Community assets: know your patch for what it's worth

31 May 17

It is still rare for local people to take over surplus public assets. A record of all these assets, including their value, could help community control

It is still rare for local people to take over surplus public assets. A record of all these assets, including their value, could help community control

 

Most people know of public buildings and spaces they care about but look forgotten. The hall that is crumbling and inaccessible, for example, or the park left untended. The once-beloved library now boarded up.

Some communities look at taking them over. This means working with the council to buy or lease the asset then run it according to local strengths and needs. 

This is not easy, nor is it always the best solution. Community asset transfer (CAT) will not be suited to all local conditions. All sides need to be engaged. While our report in November found levels of trust and understanding between councils and local groups were growing, conversations can still be tricky. There is a whole debate around how citizens can enable councils to deliver duties, which goes beyond ad hoc negotiations around individual buildings.

Even allowing for this, CAT in practice remains frustratingly rare. 

At Power to Change, we believe progress can be nudged along by greater transparency. For councils to think more strategically about the assets they hold, they should know what’s on their books; for communities to bring local knowledge to running assets, they should be able to see what’s available.

To this end, some hard graft behind the scenes is starting to bear fruit.
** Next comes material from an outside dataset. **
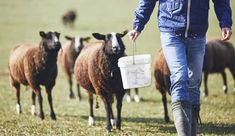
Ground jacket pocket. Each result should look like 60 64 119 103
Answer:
199 0 210 10
167 0 183 14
We know more than before about the value of public assets and where that value is concentrated. 

To find out the total value, we had some help from Treasury officials. (The real surprise here, as my colleague Richard Harries has said, is that no one previously thought these figures important enough to explore.) According to that data, councils in England own buildings worth £81.5bn, land and assets such as community centres and libraries worth £21.7bn, and surplus assets worth a further £2.5bn. 

A conservative estimate would be that 5% of these assets, and 75% of what is already surplus, could be viable for transfer. That leaves us with £7bn worth of land and buildings that could be transferred.

From this data, we can estimate where the most valuable assets are. There is a concentration in London and the South East. There are also high-value public assets in Yorkshire and around Tyneside, with values lower in East Anglia and much of the South West. 

This will, hopefully, nudge local authorities to look at what is on their doorstep. Ultimately, this should be linked to examples of where CAT has worked to encourage councils that are new to this. 
The main beneficiaries should be communities themselves, who may be inspired to drive through their own ideas. 

Ultimately, it is such bottom-up pressure, with local people demanding that councils think differently about the use of public resources, that will force change. Even apparently modest progress, like knowing what public assets are worth and roughly where they are, can give impetus to this movement.

It bears repeating that top-down solutions – whether the authority is in Whitehall or the local council chamber – seldom produce what local communities really need. That approach has been pursued for years, and it doesn’t work. 

There can also be a lasting local financial dividend: a community with an asset base has something against which it can borrow, as well as a source of income. Even in an era of devolution and metro mayors, power needs to be pushed down further. 

Our focus, once the dust has settled on the general election, will be on getting information and support to the groups on the ground – the only people who can make these big ideas take off.